Apartments of all kinds are available in neighborhoods all over Seattle, particularly around Seattle Central. Following are some guidelines on how to start your apartment search:

Before You Begin

Before you begin your search, ask yourself the following questions:

• What is my Budget? Be sure to include expenses like Utilities and Parking
• Do I need furnished housing?
• How close should I be to Public transportation, grocery stores and restaurants?
• How long will I need to rent?
• What kind of housing do I need?

What Will You Need?

The rental process moves very quickly here in Seattle. It really helps to be prepared. Here is a list of common information you will need for housing applications:

• Contact information
• Addresses of Previous tenancies
• Contact information for previous landlords
• Proof of funding or Income
• Proof of Employment or Proof of Student Status
• Vehicle Information
• Emergency contact information

Credit Scores and Background Checks

Some renters may require a credit or background check. A U.S. Social Security number is necessary for a credit or background check. Students who do not have a social security number are advised to prepare additional documentation of financial resources (scholarships, bank account funds, etc.) as part of a supplemental packet.

Types of Housing

  • - More privacy and flexibility
  • - More choice in location, layout, and location of housing
  • - Get to choose to live alone or with roommates
  • - More expensive
  • - May have to set up utilities
  • - More responsibility
  • - Cultural experience
  • - Opportunities to practice English
  • - Food and meals are provided
  • - Do not have to set up utilities
  • - Less privacy
  • - Less choice in location
  • - Must live with others

How To Find Housing

Ask your friends!

Your friends are often the best place to start your search. If you will live with roommates, it is always better to live with someone you know!
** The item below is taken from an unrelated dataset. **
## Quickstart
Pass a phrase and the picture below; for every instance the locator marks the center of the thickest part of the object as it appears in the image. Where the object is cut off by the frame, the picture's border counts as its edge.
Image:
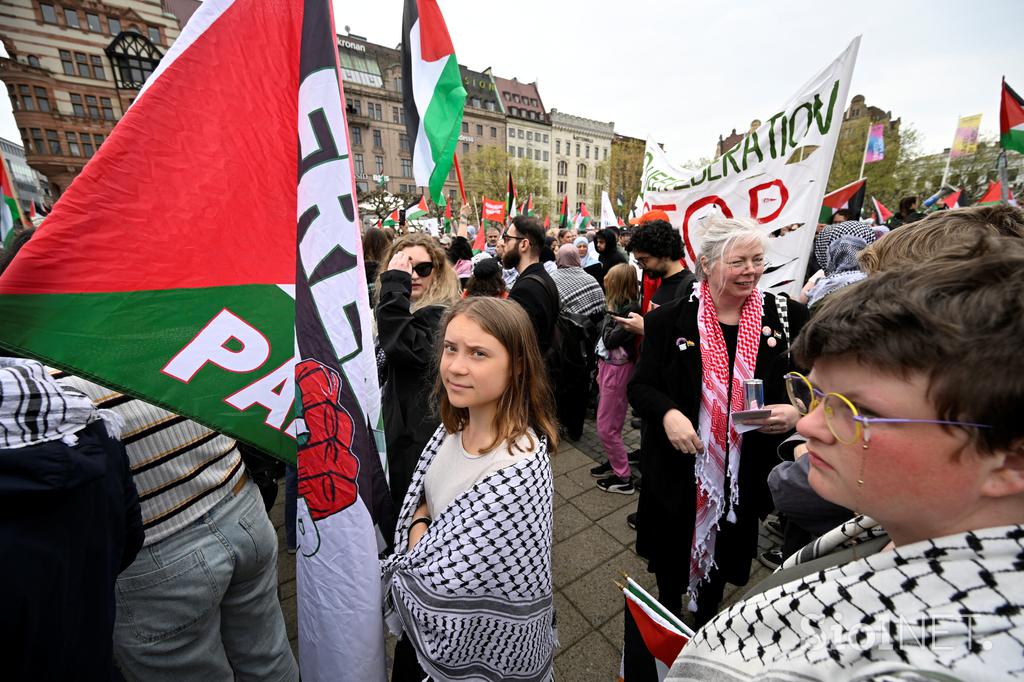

Review apartment resources

Seattle Central College has many apartment resources available for international students, including a list of apartments buildings near campus, names of agencies providing apartment services, and online resources. All resources are detailed on our website.

Viewing / Visiting Properties

Safety Tips:

- It is a good idea to bring a friend when looking at a place for the first time!
- Trust your instincts. Do you feel safe?
- Take a cell phone with you

Here are a few factors to consider when searching for a place to live:

- Safety: Do you feel safe walking around the neighborhood at night?
- Are you close to public transportation? Will you need a place to park your car?
- Are you close to restaurants and grocery stores?
- Does the apartment allow you to have a pet in the building?
- What utilities are included in the rent?
- What other amenities are available (bike or storage lockers, communal spaces, gym, etc.)?

Remember to start looking early: Give yourself 4 weeks or more to find housing.

Glossary of Common Rental Terms

Tenant - one who rents property owned by another.
Landlord - the owner of property.
Lease - a legal contract between a tenant and a landlord. There are different types of leases:

  • Short Term Lease - Short term leases are generally 3-6 months long. Short term rooms, homestays or apartments may come furnished with a bed or other accommodations.
  • Academic Year Lease - Some leases are designed for students and follow the academic calendar. Academic year leases in Seattle generally run from September to July.
  • Yearly Lease - Yearly leases run 12 full months from the date of signing. This is the most common lease.
  • Sublease - when a tenant rents out all or part of the apartment while still maintaining a lease with the landlord as the primary tenant. Many leases do not allow subleases.

Security deposit - money paid to the landlord as security in case of damage to the property or failure to comply with the lease agreement. All or part of this money is usually refundable.
Background check - a check of your credit and rental history done by the landlord to ensure that you will be a good tenant. This is done before you sign a lease.
Furnished / Unfurnished - indicates whether the apartment comes with or without furniture. A furnished apartment will have basic furniture such as tables, chairs, sofa or beds. An unfurnished apartment will provide no furniture: the tenant must rent or purchase furniture for the apartment.
Utilities - typically, public services provided for homes and apartments, such as electricity, gas, water and waste diposal (sewer), garbage and recycling services. They may also include services like cable television or internet service.